Written by: John Tyreman
Today, Hinge is excited to announce the release of a new study on professional services buyer behavior. This study conducted by the Hinge Research Institute provides insight into how professional services firms can win new business and grow faster by better understanding their buyers.
Buyers of professional services today have changed significantly in the last few years. As they face new challenges in the marketplace and try new ways to find and vet service providers, buyers’ criteria for evaluating potential vendors has evolved. If you want to stand out in an increasingly competitive marketplace, it’s critical to understand target client behavior and tendencies.
In this post, we’ll explore some key takeaways from this research and how they fit into our understanding of the professional services marketplace.
About the research
This study has deep roots. For the past decade, we’ve been working hard to understand professional services buyers:
- In 2009, we published our original buyer study in which we interviewed 137 buyers of professional services.
- In 2013, we published Inside the Buyer’s Brain: How to Turn Buyers into Believers, a book based on a new study of 822 buyers and 533 sellers of professional services.
- And now in 2018, we’ve released this study: Inside the Buyer’s Brain: Understand your buyers. Win more business. It details the perspectives of 1,475 buyers and 3,005 sellers in a changing marketplace.
We matched buyers to their respective sellers, which allowed us to study both sides of the relationship.
A broad mix of professional services were represented in the sample. Many firms we studied also sell to government buyers, who made up 35% of our buyer sample.
We noticed many differences between industries and among government buyers. Those detailed breakdowns can be found in the full report.

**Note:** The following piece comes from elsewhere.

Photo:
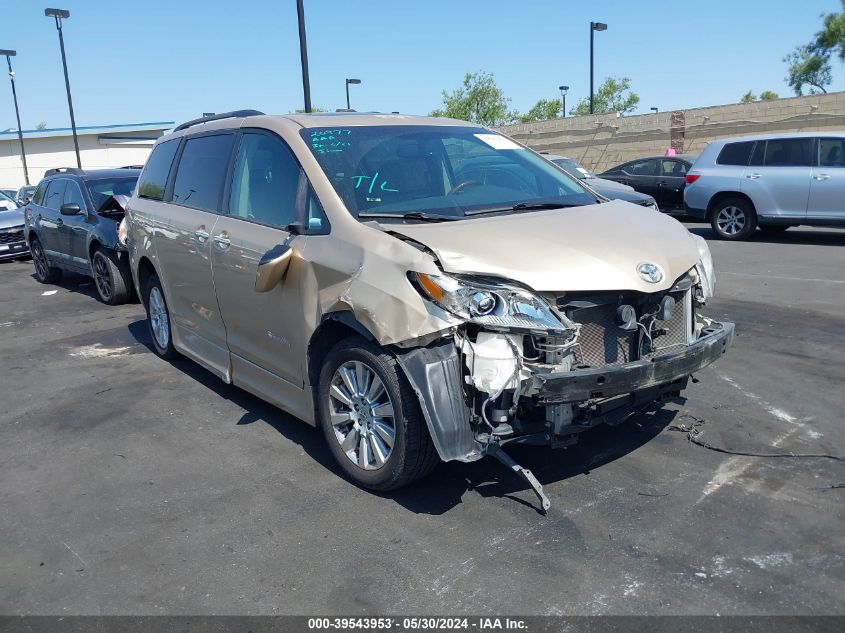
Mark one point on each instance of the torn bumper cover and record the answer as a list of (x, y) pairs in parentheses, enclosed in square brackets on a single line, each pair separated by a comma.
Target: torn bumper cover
[(605, 382), (435, 374)]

1.) Relying on referrals alone is becoming a risky marketing strategy.
Even though buyers today believe themselves to be more likely to refer, the rate at which they actually make a referral is down slightly from 74% in 2013.
One possible reason for this decline is that is that more and more buyers are searching for service providers in other ways. In 2013, more than 70% of buyers reported turning to their network when they needed a new service provider. While referrals remain the top search method, less than 60% of today’s buyers ask for referrals — a 15% decrease.
At the same time, web search is becoming an increasingly popular tool, with nearly 1 in 5 buyers turning to search engines to find service providers. Soon, Google could be the top referral source for professional services.
2.) Buyers are placing a higher importance on expertise in the selection process.
Relevant experience and expertise are the top criteria buyers use to evaluate potential service providers. This has changed since 2013, when we found a good general marketplace reputation, price and cultural fit to be the top three selection criteria.
This suggests that if firms are able to successfully differentiate themselves around subject matter expertise they have a better chance of getting on a short list of finalists.
3.) Buyers see professional service providers as more relevant and valuable today
In 2013, 19% of buyers viewed their service provider as highly important to solving their challenges. Today, that number jumped to more than 29% — more than a 50% increase. Similarly, buyers are 33% more likely to view their service providers as highly valuable today (68.6%) than five years ago (51.4%).
More buyers believe their service provider is highly relevant to solving their challenges and more buyers see their vendor’s services as highly valuable. These are strong indicators that even in a crowded, competitive marketplace, demand is strong.
4.) Increased competition is eroding brand strength.
We know from our 2018 High Growth Study that increased competition from both larger and smaller competitors is a top challenge facing professional services firms today. From the buyer’s perspective, more vendors means more leverage in negotiating price. From the seller’s perspective, this commoditization makes it difficult to differentiate their firm and sustain high margins.
The impact of this hyper-competitive environment is clear. Average brand strength among professional services firms dropped nearly 10% in the last five years, driven primarily by a 25% decrease in firm visibility.
In past research, we found increasing firm visibility to be the top marketing priority of professional services firms — a goal that may be easier to set than achieve.
5.) While competition is fierce, firms still don’t know whom they compete against.
Buyers and sellers of professional services differ in whom they view as competitors. On average, there is only a 30.1% overlap in identified competitors — up from 25% in 2013.
This overlap varies by industry. Consulting firms saw the stiffest competition, with the average firm able to identify only 23% of competitors. Meanwhile, accounting and financial services firms correctly identified 37% of their competitors.
In prior studies, we found that researching the competition was a top marketing priority of professional services firms. Firms that invest in understanding the marketplace can more easily pivot and position themselves to address emerging needs before their less-well-informed competitors can adjust.